According to current EU data, within countries such as Italy, France, Germany or Ireland, the proportion of work that could be performed by telecommuting ranges from 35% to 40% of all jobs. This percentage increases to 40% to 43% in Sweden and Benelux.

In addition, according to figures from the International Labour Organisation, 27% of the world’s jobs could be performed through smart working in high-income countries, compared to 13% in developing nations.

Business owners are undoubtedly attracted to a strategy such as smart working that reduces costs, but it remains to be seen how and in what fields smart working may be applied if it involves staff members residing abroad.

Just as we have seen manufacturing jobs move abroad, such a change may well come to pass when it comes to more skilled roles that can be performed virtually, even if the drivers will be different.

Initial interest for virtual delocalisation may be driven by the same cost-containment goals. However, while manufacturing jobs can use a low-skilled workforce, so-called ‘intellectual’ work calls for more select personnel.

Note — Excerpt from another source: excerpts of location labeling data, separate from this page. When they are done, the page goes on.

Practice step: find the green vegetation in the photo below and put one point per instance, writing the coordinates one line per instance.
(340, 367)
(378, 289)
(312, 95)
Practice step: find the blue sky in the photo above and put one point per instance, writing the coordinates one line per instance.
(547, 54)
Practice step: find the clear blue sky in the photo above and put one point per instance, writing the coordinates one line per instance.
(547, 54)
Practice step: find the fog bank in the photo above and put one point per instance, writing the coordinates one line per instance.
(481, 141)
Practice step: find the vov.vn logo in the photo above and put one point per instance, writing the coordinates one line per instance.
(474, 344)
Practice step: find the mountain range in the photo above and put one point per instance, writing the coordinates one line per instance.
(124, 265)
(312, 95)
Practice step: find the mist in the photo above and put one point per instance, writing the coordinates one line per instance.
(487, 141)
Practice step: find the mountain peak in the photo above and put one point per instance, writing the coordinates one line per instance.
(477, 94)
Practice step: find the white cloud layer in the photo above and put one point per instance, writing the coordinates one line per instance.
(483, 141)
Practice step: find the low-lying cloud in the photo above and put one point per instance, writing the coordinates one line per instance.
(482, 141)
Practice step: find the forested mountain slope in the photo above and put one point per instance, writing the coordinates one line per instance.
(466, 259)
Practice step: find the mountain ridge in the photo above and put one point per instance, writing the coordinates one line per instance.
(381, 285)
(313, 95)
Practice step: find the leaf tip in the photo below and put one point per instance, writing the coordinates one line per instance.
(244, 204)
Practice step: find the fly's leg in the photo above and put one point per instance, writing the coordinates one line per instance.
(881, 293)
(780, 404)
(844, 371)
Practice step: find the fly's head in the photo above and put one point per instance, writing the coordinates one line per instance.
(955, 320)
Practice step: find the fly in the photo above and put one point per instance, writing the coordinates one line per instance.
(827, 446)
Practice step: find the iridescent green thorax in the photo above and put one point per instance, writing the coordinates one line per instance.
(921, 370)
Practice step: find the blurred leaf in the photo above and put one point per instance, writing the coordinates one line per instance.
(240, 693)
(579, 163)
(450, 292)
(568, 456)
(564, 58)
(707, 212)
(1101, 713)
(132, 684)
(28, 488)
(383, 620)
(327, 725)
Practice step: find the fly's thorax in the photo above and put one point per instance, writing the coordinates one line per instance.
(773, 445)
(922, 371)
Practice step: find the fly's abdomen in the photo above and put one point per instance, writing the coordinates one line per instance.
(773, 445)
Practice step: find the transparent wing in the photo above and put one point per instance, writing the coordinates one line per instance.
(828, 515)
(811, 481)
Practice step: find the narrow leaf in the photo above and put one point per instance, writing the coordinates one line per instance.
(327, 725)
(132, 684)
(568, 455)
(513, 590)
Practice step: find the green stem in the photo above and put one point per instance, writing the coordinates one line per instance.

It is one thing to have people who have grown within the company, have been trained for a specific role and know the internal processes, as has been the case during the pandemic. But Looking for people with the same skills despite being completely disconnected from the company is altogether different.

Globalisation has led to some uniformity in the skills connected with the use of technological tools but differences persist in relation to work habits, contracts, operational processes, knowledge of national regulations, company procedures or communication protocols with customers.

The first step towards delocalisation and offshoring was taken many years ago by locating call centres and ICT tools abroad. The next step would involve core procedures that are much more connected to company identity and expertise. Headhunting is a completely different subject: smart working is a real opportunity in such cases, as it frees both enterprises and workers of the supply-and-demand loop in any given area.

Such a perspective may be a further key to the development of emerging economies, which can already offer a significant level of training where their intellectual workers are concerned.

In relation to the risks and opportunities of virtual delocalisation, the Coface study estimates that 160 million jobs may be shifted towards smart working in high-income economies, while 330 million workers may potentially move towards telecommuting within low- and medium-income economies.

Moving several activities towards telecommuting may bring a real economic advantage to companies in reducing labour costs. For example, if French companies were to delocalise 25% of their jobs to smart working, they would have savings of 7%, German enterprises would see savings of up to 6% and British businesses about 9%, according to Coface.

In order to identify the countries that may better comply with the features required to delocalise through smart working, Coface has set up an indicator based on four key benchmarks: human capital, labour cost competitiveness, digital infrastructure and entrepreneurial context.

A comparison with the realities of developing countries has highlighted southeast Asia as a high-potential area, especially India and Indonesia. By the same token, Brazil and Poland are also in pole position. Likewise, Russia and China could also join the club, notwithstanding the complex political relationship between these two countries and the west.

However, some geopolitical and social observations should be factored in when considering a new form of globalisation. Coface highlights how industrial delocalisation has enabled the growth of those countries providing the offshored workforce – so much so that the centre of consumption points eastwards now.

The same might happen in developing countries through the growth of a new middle class, operating from home on behalf of western companies. In contrast, economic hardship in the West may increase. Workers have already vented their political opinion on the relative benefits of globalisation and the delocalisation of jobs, resulting in political instability, increased social tensions and strengthened nationalist political parties.